Mr. Huss would not provide a full copy of the new 14-page policy, saying that doing so would violate city rules, but described Tuesday what he sees as the highlights.

Under the new policy, a North Carolina-based company called Cover Your Assets will help facilitate some of the scheduling for officer moonlighting assignments, known as details.

The city has long worked with Cover Your Assets, but city council recently authorized a contract that would expand the scope of the company's work.

Mr. Huss said that under the new policy, businesses will work with Cover Your Assets, which will do some work out of a Ross Street office, to schedule officers for the details. Cover Your Assets will send invoices to the businesses, which will then send checks to the city treasurer's office.

In three to five weeks, the city's financial software should be linked with the Cover Your Assets system, allowing both groups to see the invoices and checks that have been deposited, he said.

Asked who would reconcile the checks and the invoices, Mr. Huss said, "Surely, the controller's office should be auditing it all. My office will be responsible for making sure the invoice comes back. You can put that responsibility on me. The controller has a responsibility to audit this stuff as well."

City Controller Michael Lamb said Tuesday that his office will audit the money coming in from secondary employment every other year since it is being deposited into a trust fund, but the day-to-day reconciliation is the duty of the treasurer's office and the city Finance Department. Finance director Scott Kunka did not respond to a request for comment Tuesday night.

City officials, including Mr. Lamb, have said in the past that poor accounting enabled fraud in the bureau.

Former police Chief Nate Harper pleaded guilty earlier this month to conspiracy and failure to file income tax returns after federal prosecutors said he and others in the bureau diverted more than $70,000 into off-the-books accounts and Mr. Harper used about $30,000 of that money on himself.

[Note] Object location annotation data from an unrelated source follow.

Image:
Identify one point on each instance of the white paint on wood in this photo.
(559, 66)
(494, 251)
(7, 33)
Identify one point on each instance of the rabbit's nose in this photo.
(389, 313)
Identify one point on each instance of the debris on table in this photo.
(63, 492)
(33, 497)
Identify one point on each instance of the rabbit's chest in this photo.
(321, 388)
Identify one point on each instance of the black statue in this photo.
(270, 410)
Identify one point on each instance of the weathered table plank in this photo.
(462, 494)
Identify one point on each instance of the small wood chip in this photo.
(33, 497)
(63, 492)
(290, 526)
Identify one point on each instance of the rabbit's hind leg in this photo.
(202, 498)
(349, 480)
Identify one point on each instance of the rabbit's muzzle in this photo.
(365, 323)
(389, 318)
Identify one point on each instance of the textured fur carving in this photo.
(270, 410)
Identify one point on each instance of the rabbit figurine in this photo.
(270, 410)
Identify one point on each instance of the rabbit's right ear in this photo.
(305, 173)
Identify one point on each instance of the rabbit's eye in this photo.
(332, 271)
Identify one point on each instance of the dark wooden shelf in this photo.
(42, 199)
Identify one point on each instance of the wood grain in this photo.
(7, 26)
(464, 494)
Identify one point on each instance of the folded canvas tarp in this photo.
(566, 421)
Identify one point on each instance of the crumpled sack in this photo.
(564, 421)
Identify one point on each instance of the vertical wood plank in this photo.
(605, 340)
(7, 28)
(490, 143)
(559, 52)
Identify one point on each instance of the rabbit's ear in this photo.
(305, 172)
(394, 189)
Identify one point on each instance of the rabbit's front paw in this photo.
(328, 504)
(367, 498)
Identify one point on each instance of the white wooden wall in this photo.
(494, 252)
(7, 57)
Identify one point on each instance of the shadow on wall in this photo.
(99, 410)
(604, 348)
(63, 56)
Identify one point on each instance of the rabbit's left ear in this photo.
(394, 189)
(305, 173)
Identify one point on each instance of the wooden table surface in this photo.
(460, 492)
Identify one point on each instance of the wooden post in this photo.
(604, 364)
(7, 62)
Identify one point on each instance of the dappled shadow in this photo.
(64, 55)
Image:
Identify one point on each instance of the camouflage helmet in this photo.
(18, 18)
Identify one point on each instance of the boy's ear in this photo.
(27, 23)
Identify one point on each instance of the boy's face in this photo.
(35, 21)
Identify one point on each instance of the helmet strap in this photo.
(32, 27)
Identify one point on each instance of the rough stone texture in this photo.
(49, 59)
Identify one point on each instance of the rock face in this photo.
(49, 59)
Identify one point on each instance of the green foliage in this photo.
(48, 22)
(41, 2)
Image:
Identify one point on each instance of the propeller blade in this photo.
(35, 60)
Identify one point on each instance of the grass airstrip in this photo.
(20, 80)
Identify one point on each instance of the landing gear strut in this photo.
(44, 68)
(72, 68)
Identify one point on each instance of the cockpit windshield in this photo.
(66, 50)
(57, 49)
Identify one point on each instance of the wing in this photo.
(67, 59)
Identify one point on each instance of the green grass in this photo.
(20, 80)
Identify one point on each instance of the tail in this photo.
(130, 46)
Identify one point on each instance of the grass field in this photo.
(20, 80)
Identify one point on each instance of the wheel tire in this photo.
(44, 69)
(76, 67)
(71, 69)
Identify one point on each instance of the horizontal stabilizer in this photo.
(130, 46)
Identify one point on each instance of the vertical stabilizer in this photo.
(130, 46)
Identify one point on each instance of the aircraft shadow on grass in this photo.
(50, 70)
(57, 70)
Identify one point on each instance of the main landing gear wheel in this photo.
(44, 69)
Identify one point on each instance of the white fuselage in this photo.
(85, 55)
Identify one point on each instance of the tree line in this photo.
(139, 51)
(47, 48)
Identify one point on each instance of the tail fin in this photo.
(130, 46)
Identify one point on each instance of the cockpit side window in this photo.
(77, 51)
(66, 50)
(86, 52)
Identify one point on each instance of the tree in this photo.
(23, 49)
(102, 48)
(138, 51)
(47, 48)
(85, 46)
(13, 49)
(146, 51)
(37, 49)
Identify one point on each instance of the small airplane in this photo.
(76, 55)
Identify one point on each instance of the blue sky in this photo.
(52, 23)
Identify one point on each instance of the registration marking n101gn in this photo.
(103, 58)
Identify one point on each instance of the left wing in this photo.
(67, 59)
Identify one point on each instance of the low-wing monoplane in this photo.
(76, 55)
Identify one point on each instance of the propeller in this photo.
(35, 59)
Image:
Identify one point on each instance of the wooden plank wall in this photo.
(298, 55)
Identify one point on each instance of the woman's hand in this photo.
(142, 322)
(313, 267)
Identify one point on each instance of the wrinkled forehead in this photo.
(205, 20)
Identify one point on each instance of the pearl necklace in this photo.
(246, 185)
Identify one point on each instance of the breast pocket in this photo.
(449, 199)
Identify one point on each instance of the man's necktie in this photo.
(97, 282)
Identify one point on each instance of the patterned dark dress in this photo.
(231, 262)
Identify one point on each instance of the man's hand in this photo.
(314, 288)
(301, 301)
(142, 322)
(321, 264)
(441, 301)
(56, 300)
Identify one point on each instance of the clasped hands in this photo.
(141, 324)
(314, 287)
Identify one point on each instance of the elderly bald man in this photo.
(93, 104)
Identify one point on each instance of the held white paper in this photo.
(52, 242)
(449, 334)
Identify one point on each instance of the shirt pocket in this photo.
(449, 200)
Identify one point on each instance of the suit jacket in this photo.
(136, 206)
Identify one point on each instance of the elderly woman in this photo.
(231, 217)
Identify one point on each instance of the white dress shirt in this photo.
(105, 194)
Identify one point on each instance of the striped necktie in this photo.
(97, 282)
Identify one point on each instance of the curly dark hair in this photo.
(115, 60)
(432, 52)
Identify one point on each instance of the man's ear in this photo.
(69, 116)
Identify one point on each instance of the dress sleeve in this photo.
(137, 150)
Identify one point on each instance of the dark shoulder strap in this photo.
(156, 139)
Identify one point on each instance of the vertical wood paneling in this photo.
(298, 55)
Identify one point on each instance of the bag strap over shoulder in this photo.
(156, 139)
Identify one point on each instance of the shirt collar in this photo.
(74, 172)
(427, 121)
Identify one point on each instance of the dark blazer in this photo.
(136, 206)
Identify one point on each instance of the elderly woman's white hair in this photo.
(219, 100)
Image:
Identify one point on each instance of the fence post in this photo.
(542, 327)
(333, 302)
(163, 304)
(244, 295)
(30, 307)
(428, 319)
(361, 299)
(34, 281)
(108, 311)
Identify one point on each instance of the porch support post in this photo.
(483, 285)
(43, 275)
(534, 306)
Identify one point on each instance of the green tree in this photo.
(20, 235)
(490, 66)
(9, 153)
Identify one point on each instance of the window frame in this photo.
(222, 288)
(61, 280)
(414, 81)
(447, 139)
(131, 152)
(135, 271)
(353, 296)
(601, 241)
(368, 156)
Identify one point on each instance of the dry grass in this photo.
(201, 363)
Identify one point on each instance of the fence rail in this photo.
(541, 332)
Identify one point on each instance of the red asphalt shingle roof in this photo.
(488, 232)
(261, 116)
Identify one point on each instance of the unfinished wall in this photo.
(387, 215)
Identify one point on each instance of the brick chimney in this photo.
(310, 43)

In that case, prosecutors said, businesses sent money to pay for off-duty officers to the police bureau's Special Events Office, which walked the checks across the hall to the bureau's personnel and finance office, where Mr. Harper and unnamed others diverted the checks.

City officials have said there was not a clear system at that time for reconciling the checks with the invoices.

Several other problems came to light this year about the bureau's system for scheduling off-duty work.

Mr. Huss said, "Officers were taking cash and were not reporting it. ... The last thing I want to see is them taking cash off of bar owners from a register. To the extent it happened, I can't tell you."

As a result, he said he will prohibit officers from receiving cash payments for working details -- for which they will now all be paid the same rate -- and will instead require businesses to pay them by sending checks to the city.

Officers won the right to receive cash for the off-duty work in arbitration several years ago and were expected to report that income.

Schedulers also proved controversial both within the police bureau and for its critics.

Under the current system, businesses can choose to have one officer, known as a scheduler, work with them to hire other officers to work at their establishment.

The schedulers enjoyed first pick at shifts working at the businesses for whom they coordinated off-duty work. Mr. Huss said some but not all of the 80-some schedulers receive a fee for their services.

He said schedulers will be replaced with coordinators, who will serve the same function but can't receive payment for their coordinating services and must be approved by the public safety director or his designee, in this case the acting police chief.

Mr. Huss said he expects to implement a new policy by Dec. 1 that will outline the rules under which police officers may operate side businesses, as Mr. Harper did with several subordinates until the federal investigation began to unravel.

That policy will prohibit officers from working in private security or as private investigators.

"I have a whole bunch of guys in blue that aren't going to be happy," Mr. Huss said. The new policy, he said, "goes a long way in cleaning up many of the things that were broken."